I’ll note npm, for example, clearly does better on these three (while doing worse on some things that Python does better). Of the languages mentioned above, it is nice to see that most have out-of-the-box built-in tools for ecosystem creation. Julia’s hilariously piggybacks on GitHub’s. Go’s…well…uses URLs as the equivalent PyPI-level-names. Rust has a pretty decent system in cargo and crates.io (the .toml file is kind of weird, but I’ve seen worse). While there is justifiable excitement about Rust’s approach to memory and thread-safety, it might be that it will win in the end based on having a better internal package management system than the low-level alternatives.
Note: OS package mgmt (yum, apt-get, brew and whatever Windows uses nowadays) is not a good fit for what developers need from a language-level package manager. Locality, quick package refreshes — these matter more to developers than to OS end-users.
Unicode is not a panacea. Some people’s names can’t even be written in unicode. However, as far as universal encodings go, it is the best we have got — warts and all.
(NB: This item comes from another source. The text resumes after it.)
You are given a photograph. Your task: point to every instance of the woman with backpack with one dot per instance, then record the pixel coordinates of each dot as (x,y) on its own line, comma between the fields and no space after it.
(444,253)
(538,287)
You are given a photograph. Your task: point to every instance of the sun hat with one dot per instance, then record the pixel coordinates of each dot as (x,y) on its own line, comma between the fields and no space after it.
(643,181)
It is the only reasonable way to represent text inside programs, except for very very specialized needs (no, you don’t qualify).
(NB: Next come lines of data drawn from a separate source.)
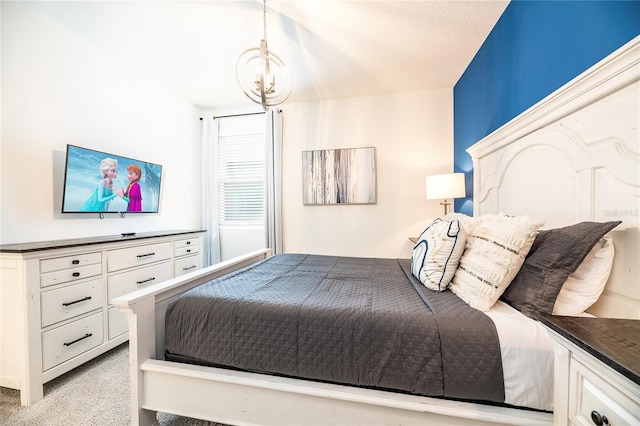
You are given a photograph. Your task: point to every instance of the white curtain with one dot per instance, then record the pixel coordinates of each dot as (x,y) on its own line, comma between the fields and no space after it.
(274,180)
(210,220)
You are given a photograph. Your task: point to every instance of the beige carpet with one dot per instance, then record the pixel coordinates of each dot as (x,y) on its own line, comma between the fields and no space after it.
(96,394)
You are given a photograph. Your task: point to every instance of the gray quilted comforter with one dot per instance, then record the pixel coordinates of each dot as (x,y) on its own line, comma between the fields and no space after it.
(356,321)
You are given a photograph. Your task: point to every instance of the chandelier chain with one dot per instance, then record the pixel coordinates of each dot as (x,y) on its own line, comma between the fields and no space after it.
(264,19)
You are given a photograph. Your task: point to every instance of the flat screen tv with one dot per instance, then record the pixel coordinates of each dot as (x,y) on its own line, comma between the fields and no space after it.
(99,182)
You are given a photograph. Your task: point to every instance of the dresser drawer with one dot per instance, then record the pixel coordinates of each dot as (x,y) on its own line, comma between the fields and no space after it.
(67,262)
(70,340)
(70,301)
(126,282)
(136,256)
(590,392)
(186,247)
(187,264)
(71,274)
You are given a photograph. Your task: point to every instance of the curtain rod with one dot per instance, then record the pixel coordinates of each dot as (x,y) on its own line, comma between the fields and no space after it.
(239,115)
Now, programs are made of libraries, and often there are several layers of abstraction between the library and the program. Sometimes, some weird abstraction layer in the middle will make it hard to convey user configuration into the library’s guts. Code should figure things out itself, most of the time.
So, there are several ways to make dealing with unicode not-horrible.
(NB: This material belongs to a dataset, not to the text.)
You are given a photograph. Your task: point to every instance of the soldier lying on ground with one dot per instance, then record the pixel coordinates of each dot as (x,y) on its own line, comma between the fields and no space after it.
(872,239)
I’ve already mentioned it, but it bears repeating. Internal representation should use the language’s built-in type (str in Python 3, String in Java, unicode in Python 2). All formatting, templating, etc. should be, internally, represented as taking unicode parameters and returning unicode results.
Obviously, when interacting with an external protocol that allows the other side to specify encoding, follow the encoding it specifies. Your program should support, at least, UTF-8, UTF-16, UTF-32 and Latin-1 through Latin-9. When choosing output encoding, choose UTF-8 by default. If there is some way for the user to specify an encoding, allow choosing between that and UTF-16. Anything else should be under “Advanced…” or, possibly, not at all.
When reading input that is not marked with an encoding, attempt to decode as UTF-8, then as UTF-16 (most UTF-16 decoders will auto-detect endianity, but it is pretty easy to hand-hack if people put in the BOM. UTF-8/16 are unlikely to have false positives, so if either succeeds, it’s likely correct. Otherwise, as-ASCII-and-ignore-high-order is often the best that can be done. If it is reasonable, allow user-intervention in specifying the encoding.
When writing output, the default should be UTF-8. If it is non-trivial to allow user specification of the encoding, that is fine. If it is possible, UTF-16 should be offered (and BOM should be prepended to start-of-output). Other encodings are not recommended if there is no way to specify them: the reader will have to guess correctly. At the least, giving the user such options should be hidden behind an “Advanced…” option.
The most popular I/O that does not have explicit encoding, or any way to specify one, is file names on UNIX systems. UTF-8 should be assumed, and reasonably recovered from when it proves false. No other encoding is reasonable (UTF-16 is uniquely unsuitable since UNIX filenames cannot have NULs, and other encodings cannot encode some characters).